The flight or threat call consists of two or three wock sounds delivered at a low frequency. The alarm call is a yelping gobble sound. For distraction displays, soft grok-grok grumbles are delivered.

==Behavior==
This species is crepuscular and nocturnal. During the day, it roosts on bare or lichen-covered rock surfaces, which may be situated in the open or in vegetated areas. They can tolerate surface temperatures of up to 60 °C. At night, they forage in nearby woodlands or open areas. They also frequently sit in the middle of roadways at night.

Research has shown that this species has the capacity to enter torpor during the coldest, driest parts of its annual cycle.

===Feeding and diet===
Their diet primarily consists of flying insects such as moths, termites, and chafers. Other food items that have been recorded as part of their diet include beetles, butterflies, cockroaches, mantids, lacewings, antlions, grasshoppers, bees, wasps, and ants. During the winter, activity levels are significantly reduced due to large seasonal fluctuations in food resource availability. Due to the size of its gape, which is larger than any other nightjar, this species is able to swallow 3.5 cm-long insects whole.

They forage at dusk, dawn, and occasionally on moonlit nights over rocky landscapes, broken ground, and cattle pastures. They hawk flying insects during short flights out and then glide back to their perches located on boulders or at rocky bank edges.

===Reproduction and breeding===
This species is monogamous, with pair-bonds that are fairly long-lasting. In one instance, a pair-bond was found to last for 3 years. They tend to exhibit strong site fidelity and often re-use the same nesting sites year after year. They are rupicolous breeders, building their nests in barren, natural hollows within rock formations that may be partially shaded or completely un-shaded. Wind-blown plant and rock chip debris often fills their nesting hollows.

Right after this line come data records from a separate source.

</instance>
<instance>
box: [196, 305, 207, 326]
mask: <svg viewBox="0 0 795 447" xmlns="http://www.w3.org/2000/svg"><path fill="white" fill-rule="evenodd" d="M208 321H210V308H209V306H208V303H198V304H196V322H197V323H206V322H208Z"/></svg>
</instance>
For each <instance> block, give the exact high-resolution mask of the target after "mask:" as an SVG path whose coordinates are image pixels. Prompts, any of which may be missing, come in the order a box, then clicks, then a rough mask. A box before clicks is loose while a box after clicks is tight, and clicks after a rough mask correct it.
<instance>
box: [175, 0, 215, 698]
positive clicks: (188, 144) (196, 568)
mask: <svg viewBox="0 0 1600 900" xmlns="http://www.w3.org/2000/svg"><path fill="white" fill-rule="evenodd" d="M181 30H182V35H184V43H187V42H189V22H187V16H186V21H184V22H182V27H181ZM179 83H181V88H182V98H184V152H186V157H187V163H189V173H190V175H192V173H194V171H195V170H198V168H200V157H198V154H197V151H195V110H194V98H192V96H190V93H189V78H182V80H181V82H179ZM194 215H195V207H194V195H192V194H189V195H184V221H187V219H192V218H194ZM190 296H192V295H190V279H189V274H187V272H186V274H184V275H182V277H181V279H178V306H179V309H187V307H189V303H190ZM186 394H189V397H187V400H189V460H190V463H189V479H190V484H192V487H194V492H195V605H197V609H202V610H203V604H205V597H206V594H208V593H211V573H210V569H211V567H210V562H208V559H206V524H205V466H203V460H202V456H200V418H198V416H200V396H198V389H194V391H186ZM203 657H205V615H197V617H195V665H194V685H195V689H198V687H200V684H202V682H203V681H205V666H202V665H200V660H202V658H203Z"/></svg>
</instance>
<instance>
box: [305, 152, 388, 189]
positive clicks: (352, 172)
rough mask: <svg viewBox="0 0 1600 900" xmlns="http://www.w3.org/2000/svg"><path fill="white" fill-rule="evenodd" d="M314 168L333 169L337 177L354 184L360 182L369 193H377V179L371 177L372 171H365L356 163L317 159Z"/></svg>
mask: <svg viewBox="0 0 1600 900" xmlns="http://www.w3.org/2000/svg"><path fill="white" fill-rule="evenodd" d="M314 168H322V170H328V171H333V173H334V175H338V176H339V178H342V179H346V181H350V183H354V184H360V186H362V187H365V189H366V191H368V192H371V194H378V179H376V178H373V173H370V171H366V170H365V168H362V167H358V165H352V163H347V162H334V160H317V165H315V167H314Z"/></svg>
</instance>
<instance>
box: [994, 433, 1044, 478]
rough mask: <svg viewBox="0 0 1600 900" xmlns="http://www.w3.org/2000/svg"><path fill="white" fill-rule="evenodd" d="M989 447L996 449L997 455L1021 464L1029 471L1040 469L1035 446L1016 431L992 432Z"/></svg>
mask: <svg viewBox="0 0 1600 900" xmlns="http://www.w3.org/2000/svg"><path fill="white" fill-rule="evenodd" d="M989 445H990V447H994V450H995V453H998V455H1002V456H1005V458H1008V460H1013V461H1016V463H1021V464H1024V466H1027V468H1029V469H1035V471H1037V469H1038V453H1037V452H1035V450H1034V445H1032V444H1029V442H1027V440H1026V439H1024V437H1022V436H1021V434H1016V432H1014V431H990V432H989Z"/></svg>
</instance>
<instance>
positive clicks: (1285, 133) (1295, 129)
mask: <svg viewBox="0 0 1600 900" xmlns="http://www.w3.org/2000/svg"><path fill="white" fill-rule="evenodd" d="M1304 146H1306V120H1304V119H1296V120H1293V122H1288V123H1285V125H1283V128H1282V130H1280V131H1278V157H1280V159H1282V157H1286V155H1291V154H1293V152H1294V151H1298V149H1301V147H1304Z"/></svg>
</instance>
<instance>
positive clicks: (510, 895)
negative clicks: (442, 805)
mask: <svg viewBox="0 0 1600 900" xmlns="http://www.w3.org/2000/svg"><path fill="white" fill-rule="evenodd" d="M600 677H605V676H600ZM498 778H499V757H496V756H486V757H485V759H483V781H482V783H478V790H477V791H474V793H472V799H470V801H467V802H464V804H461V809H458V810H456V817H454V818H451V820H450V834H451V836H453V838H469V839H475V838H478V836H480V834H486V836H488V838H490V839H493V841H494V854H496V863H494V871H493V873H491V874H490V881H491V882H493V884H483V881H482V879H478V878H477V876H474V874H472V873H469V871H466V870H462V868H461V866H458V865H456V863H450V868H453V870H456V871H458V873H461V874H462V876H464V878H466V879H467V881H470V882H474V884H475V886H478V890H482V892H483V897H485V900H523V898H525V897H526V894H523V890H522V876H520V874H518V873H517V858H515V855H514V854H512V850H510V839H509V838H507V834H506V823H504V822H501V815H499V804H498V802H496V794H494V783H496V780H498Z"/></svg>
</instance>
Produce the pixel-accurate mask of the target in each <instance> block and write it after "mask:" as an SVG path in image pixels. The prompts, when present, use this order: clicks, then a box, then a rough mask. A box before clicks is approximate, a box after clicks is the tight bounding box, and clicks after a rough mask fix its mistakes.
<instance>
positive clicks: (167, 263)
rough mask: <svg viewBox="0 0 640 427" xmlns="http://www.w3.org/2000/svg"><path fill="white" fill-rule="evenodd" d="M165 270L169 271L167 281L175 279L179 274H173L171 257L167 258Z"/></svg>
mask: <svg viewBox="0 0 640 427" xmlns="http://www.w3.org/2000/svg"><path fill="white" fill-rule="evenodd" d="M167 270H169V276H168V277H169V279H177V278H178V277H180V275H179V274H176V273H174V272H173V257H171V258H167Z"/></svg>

In eastern Africa, egg-laying season is either from September to November or from May to June, depending on the region. In southern Africa, laying tends to take place between August and December, with peaks occurring from September to November. In Nigeria, laying occurs between January and May. If the first clutch is lost, they usually lay a replacement clutch. They may also lay a second clutch following the fledging of the first brood. Females lay clutches of two eggs on successive days. Incubation lasts for 18.5 to 20 days and is done by females during the day and partially by males during the night. The young are quite mobile within 24 hours of hatching and are cared for both parents. The female broods during the day, while at night, she alternates with the male to brood and feed the nestlings. The chicks are very well camouflaged and blend in with the surrounding rocks. They take their first flight at 19 to 20 days old.

==Conservation status==
Although the global population size has not been quantified, the population is thought to be stable, with relatively common occurrences throughout most of its range. It is classified as Least Concern.